After synaptic activity, there is an increase in dendritic Ca2+ and activation of dendritically localized CaMK. The CaMK signal is propagated to the nucleus where, presumably, CaMK exerts its effects on splicing of receptor and channel pre-mRNAs. Over the long term, the constitution of the receptors and channels at the activated (or depressed) synapse will change as a result of signaling through the CaRRE controlling alternative splicing (shown as altered cytoplasmic domains in the proteins).

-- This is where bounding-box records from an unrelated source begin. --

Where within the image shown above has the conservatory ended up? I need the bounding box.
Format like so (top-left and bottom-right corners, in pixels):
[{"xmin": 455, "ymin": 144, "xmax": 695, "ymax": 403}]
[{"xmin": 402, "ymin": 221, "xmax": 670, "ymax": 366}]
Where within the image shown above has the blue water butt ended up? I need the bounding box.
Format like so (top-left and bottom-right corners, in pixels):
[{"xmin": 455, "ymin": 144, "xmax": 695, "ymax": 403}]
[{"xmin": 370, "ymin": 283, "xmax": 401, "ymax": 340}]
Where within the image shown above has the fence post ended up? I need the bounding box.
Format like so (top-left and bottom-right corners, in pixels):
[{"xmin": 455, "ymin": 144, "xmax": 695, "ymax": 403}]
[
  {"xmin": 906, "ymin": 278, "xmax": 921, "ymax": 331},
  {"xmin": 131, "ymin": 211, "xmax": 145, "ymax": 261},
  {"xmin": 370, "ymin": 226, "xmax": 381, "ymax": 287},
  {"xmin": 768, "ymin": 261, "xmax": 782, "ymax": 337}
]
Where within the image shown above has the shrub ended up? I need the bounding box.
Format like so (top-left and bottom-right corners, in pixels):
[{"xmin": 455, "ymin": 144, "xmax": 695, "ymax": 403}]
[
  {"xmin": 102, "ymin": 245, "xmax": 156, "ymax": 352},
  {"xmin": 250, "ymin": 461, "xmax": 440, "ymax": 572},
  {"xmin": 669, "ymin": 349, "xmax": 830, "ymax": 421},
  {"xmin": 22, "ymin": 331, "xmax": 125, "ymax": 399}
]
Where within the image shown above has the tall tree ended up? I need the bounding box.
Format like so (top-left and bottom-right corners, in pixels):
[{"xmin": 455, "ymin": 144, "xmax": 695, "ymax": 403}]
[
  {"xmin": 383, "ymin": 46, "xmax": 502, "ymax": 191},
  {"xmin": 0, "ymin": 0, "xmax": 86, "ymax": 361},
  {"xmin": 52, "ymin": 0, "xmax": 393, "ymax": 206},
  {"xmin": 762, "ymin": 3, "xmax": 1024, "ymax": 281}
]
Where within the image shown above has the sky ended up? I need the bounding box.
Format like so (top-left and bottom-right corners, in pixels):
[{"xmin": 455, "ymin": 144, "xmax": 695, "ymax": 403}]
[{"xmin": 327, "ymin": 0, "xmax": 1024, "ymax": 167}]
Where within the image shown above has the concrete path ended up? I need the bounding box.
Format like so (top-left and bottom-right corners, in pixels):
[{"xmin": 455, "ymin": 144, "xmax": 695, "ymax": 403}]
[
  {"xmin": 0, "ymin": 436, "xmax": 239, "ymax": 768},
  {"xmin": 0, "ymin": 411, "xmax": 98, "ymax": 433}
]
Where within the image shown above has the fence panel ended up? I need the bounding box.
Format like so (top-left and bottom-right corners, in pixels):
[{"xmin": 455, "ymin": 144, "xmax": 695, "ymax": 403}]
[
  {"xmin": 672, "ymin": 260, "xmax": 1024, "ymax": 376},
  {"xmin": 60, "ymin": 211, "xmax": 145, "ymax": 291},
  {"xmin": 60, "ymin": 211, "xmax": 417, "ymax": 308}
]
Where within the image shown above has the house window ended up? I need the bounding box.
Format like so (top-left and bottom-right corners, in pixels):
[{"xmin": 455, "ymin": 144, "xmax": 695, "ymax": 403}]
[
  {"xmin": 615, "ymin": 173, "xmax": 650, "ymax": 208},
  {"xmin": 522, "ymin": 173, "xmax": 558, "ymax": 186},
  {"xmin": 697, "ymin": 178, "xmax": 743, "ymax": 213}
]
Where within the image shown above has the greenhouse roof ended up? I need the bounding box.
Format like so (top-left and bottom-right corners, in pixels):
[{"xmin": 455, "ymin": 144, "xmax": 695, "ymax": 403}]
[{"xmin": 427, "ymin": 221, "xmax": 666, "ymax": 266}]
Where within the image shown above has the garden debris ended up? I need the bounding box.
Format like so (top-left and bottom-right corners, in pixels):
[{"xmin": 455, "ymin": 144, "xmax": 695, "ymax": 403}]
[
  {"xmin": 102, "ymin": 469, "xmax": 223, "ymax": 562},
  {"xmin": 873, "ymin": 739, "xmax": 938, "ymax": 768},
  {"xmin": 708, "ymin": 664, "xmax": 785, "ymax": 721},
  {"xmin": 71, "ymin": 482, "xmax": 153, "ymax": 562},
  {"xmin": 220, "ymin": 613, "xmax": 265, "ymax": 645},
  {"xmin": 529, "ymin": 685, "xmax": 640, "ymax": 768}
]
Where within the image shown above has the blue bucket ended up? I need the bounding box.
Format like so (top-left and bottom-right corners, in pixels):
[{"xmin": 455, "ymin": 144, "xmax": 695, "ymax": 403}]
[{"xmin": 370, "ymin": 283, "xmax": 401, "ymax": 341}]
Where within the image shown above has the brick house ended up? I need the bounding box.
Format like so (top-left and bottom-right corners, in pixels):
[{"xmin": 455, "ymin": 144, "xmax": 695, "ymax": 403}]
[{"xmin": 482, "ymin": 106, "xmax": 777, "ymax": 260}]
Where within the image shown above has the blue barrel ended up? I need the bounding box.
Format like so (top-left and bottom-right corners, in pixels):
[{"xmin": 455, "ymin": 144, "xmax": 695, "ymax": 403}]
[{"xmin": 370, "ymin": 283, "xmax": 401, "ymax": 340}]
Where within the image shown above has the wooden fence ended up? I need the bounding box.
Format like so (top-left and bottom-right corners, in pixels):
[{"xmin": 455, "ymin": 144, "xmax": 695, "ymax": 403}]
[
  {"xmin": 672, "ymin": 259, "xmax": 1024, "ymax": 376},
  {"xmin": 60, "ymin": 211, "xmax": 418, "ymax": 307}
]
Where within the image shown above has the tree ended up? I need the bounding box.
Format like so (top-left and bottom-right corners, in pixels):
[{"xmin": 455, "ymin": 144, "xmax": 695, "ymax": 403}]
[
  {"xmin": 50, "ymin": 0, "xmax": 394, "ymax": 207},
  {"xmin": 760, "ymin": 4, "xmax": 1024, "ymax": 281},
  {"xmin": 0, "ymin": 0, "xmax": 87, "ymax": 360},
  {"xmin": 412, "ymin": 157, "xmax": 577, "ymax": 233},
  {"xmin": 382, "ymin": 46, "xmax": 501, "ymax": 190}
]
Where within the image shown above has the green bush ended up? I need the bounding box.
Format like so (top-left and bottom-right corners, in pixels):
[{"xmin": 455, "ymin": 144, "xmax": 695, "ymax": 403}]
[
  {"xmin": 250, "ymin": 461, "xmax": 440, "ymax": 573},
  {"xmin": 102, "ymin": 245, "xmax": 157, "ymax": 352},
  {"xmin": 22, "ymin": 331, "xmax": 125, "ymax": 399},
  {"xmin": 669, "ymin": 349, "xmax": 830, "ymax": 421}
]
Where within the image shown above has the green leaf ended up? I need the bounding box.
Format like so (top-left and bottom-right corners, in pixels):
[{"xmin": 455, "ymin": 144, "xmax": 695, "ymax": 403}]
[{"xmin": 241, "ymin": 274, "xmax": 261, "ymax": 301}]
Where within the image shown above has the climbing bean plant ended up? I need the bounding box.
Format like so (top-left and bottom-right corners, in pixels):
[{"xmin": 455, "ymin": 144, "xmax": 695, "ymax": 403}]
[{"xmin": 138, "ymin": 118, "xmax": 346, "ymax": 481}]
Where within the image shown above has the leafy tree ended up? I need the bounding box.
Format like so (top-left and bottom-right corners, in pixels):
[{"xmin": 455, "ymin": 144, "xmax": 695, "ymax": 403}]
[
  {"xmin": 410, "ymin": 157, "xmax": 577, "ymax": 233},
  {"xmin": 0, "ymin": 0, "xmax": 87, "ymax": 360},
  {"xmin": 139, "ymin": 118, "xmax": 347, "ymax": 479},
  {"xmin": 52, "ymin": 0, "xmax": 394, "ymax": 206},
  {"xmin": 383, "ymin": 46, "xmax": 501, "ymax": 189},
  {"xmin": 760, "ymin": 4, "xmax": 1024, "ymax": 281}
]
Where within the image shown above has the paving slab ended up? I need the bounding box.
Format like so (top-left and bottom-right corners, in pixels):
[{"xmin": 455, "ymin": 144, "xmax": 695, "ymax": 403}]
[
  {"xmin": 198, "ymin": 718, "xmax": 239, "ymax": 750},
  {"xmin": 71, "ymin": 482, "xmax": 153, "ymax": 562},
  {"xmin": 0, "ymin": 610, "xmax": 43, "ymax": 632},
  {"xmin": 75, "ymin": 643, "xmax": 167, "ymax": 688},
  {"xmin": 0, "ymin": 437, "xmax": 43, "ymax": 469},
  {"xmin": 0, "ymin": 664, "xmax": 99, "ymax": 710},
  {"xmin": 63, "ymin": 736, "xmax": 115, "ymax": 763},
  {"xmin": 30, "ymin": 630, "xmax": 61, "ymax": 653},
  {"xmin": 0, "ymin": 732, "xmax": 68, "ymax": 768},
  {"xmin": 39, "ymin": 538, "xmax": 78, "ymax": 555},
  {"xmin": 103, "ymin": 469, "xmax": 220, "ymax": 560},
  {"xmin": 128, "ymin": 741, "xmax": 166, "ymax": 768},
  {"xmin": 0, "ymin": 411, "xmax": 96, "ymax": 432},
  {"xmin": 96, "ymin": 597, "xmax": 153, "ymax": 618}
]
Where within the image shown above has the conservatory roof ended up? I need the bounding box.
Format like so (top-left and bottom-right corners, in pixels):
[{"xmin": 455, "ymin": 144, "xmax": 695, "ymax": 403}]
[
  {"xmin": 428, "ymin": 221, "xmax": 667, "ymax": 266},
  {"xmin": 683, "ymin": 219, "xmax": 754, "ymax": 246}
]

A remaining and perplexing question is how timing and specificity within a neuron can be achieved if a particular CaMK-regulated and recently spliced mRNA is to be properly targeted to an activated synapse some distance from the nucleus. Although there is evidence for localization of specific mRNAs to activated synapses (21), is it feasible that an activity-induced and spliced mRNA could stochastically traffic out to the correct activated synapse, undergo translation, and affect synaptic function in a timely manner? Is it possible that unspliced pre-mRNA is targeted to synapses to facilitate local regulation of alternative splicing and translation? In either case, the accumulating evidence indicates that alternative splicing represents a key regulatory step in neuronal signaling.